15: Noted

52 10 0
                                    

"Ngapain kudu sama laki gue?" Aya memprotes Yusuf di telepon.

"Terus gue telponan sama istri orang tanpa sepengetahuan lakinya? Laki lo di rumah kan? Buruan bilang."

"Iya... Tunggu sebentar."

Aya mendengus kemudian beranjak dari kasur untuk menghampiri Edward di kamarnya. Sepertinya Yusuf mau bicara hal yang penting sampai menghubungi Aya malam-malam begini, terus minta panggilannya di loudspeaker, udah gitu harus sama Edward.

"A Edward!" Aya memanggil seraya mengetuk pintu.

"Masuk!"

Atas perintah tersebut, Aya membuka kenop pintu, di dalam Edward sedang bersandar di ranjang sambil membaca buku. Aya pun langsung mendekat ke arahnya.

"A, ini Yusuf telepon."

Edward mengernyit, "Ngapain dia telepon kamu malem-malem?"

"Gak tau."

"Halo, Bang." Yusuf menyapa dari sana.

Aya menyodorkan ponsel ke hadapan Edward, lelaki itu pun menyahut, "Iya, ada perlu apa nih? Telepon bini gue malem-malem?"

"Urgent, Bang. Mau curhat. Sorry, kalo ganggu. Eh, tapi kalian lagi gak ada kepentingan kan? Penganten baru biasanya lagi semangat-semangatnya."

Edward terkekeh. "Enggak. Malem ini libur dulu. Silahkan. Tapi lain kali, kalo ada keperluan sama Aya, kalo bisa lewat gue dulu."

"Iya, Bang. Noted. Tuh kan, Ay! Untung gue nyuruh lo laporan ama laki lo. Kalo enggak, kayaknya laki lo ngamuk, sih."

Yang pertama bereaksi atas ucapan Yusuf adalah Edward. Kedua matanya menatap dingin pada Aya. Sampai-sampai Aya salah tingkah dan langsung beralih pada Yusuf di telepon.

"Iya-iya... Mau ngomong apa emang?"

"Soal Cici. Gue rasa elo yang paling tepat, soalnya lo deket ama dia, tapi lo yang paling netral buat gue ngomongin ini. Sumpah, Ay. Gue kaget banget, Cici ternyata suka ama gue."

Aya melotot kaget. "Lo tau dari mana?!"

"Si Darren."

Aya berbalik hendak melangkah keluar, tiba-tiba saja Edward mencekal pergelangan tangannya.
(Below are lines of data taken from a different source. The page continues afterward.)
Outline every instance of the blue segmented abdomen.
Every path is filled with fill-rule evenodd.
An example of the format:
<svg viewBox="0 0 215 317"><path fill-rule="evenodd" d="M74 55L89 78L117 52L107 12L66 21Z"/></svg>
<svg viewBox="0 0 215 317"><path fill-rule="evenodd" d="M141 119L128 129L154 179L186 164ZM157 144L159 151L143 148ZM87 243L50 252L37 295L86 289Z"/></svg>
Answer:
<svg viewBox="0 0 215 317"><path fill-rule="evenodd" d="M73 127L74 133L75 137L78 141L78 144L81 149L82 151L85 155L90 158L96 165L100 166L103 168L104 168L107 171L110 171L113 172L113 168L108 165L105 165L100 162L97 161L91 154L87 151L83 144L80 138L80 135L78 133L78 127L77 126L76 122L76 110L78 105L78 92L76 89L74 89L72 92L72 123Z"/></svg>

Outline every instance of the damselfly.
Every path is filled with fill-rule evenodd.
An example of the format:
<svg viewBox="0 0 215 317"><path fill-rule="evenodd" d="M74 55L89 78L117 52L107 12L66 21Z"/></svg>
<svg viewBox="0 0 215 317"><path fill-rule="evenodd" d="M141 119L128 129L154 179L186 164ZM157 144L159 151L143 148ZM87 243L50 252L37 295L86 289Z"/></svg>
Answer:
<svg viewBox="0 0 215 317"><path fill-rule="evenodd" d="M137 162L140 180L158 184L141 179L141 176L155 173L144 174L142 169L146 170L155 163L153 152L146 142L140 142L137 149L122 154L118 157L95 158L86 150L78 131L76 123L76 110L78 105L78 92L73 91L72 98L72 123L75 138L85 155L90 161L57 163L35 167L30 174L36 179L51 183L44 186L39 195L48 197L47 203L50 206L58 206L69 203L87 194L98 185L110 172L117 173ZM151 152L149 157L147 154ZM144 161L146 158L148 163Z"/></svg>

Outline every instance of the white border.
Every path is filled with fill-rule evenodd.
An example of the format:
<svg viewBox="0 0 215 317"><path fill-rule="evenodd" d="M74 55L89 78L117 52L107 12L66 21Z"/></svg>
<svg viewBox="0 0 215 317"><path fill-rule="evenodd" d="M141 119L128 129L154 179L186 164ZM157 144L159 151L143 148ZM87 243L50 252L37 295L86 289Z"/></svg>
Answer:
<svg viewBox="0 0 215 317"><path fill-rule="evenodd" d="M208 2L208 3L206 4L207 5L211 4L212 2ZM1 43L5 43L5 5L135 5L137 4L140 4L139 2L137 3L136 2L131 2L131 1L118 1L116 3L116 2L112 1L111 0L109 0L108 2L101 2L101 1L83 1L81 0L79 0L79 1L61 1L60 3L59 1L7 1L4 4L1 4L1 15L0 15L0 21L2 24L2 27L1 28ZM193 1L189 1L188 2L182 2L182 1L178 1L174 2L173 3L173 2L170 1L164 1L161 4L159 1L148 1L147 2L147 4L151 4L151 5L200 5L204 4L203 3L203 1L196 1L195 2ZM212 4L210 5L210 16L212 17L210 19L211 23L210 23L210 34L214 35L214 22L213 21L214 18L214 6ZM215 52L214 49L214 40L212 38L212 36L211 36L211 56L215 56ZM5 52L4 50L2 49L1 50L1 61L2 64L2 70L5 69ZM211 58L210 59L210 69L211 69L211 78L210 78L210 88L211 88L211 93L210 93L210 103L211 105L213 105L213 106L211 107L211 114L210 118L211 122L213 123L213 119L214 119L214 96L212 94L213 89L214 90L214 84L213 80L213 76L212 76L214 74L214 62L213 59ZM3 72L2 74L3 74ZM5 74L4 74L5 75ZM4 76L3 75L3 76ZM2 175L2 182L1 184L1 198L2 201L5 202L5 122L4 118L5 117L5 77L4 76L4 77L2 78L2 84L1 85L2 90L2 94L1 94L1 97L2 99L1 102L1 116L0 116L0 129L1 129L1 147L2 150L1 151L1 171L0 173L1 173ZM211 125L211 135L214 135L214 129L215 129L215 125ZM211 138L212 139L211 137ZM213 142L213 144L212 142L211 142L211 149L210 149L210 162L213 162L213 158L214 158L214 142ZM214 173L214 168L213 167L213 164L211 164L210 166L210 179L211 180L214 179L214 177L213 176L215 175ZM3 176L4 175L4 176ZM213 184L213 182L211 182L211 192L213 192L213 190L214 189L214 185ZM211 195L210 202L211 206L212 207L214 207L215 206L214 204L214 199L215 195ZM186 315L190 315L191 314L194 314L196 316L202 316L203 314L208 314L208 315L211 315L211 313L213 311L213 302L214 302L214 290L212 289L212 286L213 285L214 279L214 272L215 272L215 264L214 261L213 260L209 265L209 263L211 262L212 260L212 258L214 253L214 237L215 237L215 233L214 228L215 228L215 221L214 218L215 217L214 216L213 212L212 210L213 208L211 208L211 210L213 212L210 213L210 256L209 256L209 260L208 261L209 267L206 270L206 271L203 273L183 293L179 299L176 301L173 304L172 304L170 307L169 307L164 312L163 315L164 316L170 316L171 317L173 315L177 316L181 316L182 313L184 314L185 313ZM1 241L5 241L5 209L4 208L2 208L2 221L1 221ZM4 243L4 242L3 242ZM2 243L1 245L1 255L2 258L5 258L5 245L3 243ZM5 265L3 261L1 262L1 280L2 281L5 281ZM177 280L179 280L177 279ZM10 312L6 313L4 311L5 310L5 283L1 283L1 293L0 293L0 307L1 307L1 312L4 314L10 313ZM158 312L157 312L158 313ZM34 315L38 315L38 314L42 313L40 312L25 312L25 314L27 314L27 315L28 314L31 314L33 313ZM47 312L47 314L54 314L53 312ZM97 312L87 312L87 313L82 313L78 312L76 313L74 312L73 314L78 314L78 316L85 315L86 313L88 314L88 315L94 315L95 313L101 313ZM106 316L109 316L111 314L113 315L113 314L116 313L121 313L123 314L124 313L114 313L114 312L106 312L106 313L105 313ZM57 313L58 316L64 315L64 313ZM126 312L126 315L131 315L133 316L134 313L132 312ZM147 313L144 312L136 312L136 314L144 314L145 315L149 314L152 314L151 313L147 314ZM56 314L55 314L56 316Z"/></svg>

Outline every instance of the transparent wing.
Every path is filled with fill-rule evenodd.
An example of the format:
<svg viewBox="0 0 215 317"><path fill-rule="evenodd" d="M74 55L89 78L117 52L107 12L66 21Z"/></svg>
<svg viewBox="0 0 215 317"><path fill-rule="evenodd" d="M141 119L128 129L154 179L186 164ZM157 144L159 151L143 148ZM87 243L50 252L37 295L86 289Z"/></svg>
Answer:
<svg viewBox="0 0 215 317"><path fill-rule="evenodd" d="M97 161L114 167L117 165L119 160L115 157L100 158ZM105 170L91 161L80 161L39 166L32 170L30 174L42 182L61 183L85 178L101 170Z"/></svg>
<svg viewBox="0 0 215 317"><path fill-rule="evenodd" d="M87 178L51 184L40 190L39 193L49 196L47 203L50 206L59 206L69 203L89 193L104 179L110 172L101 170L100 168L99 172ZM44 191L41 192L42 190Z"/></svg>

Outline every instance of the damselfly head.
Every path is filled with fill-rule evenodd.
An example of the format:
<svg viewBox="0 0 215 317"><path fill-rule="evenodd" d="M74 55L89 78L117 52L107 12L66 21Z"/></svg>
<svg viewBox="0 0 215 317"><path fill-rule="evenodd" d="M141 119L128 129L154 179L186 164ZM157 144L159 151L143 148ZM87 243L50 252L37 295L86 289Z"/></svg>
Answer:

Tatapan tajam lelaki itu mengisyaratkan Aya agar duduk di kasur. Mau tak mau Aya menurut, ada sinyal di mata Edward yang menyiratkan jika dibantah sedikit saja, Edward bisa marah.

"Selama ini Cici kasih perhatian lebih ke elo, Jiun, Jehiyan, Yosi, Si Justin yang masih bocil aja peka kalo Cici ada rasa sama lo. Lo gak peka?"

"Enggak, Cici kan emang baik dan perhatian sama banyak orang."

"Parahhh... Lo lebih gak peka dari---" Aya refleks melirik Edward yang juga menatapnya.

"Dari siapa?"

"Dari yang gue duga."

"Ohh... Kirain dari siapa."

Aya tersenyum sembari menghela napas. Bahaya kalau tadi bilang 'lo lebih gak peka dari suami gue', walau sebenarnya Aya mau bilang itu.

"Yang paling penting, lo suka nggak sama Cici?"

"Gak tau, kayaknya dia tulus suka sama gue."

"Emang. Menurut lo Cici orang nya gimana?"

"Dia baik, perhatian, orang nya asik, mandiri, cakep."

"Julidnya kenapa gak lo sebutin?! Padahal julid itu yang utama." Aya protes.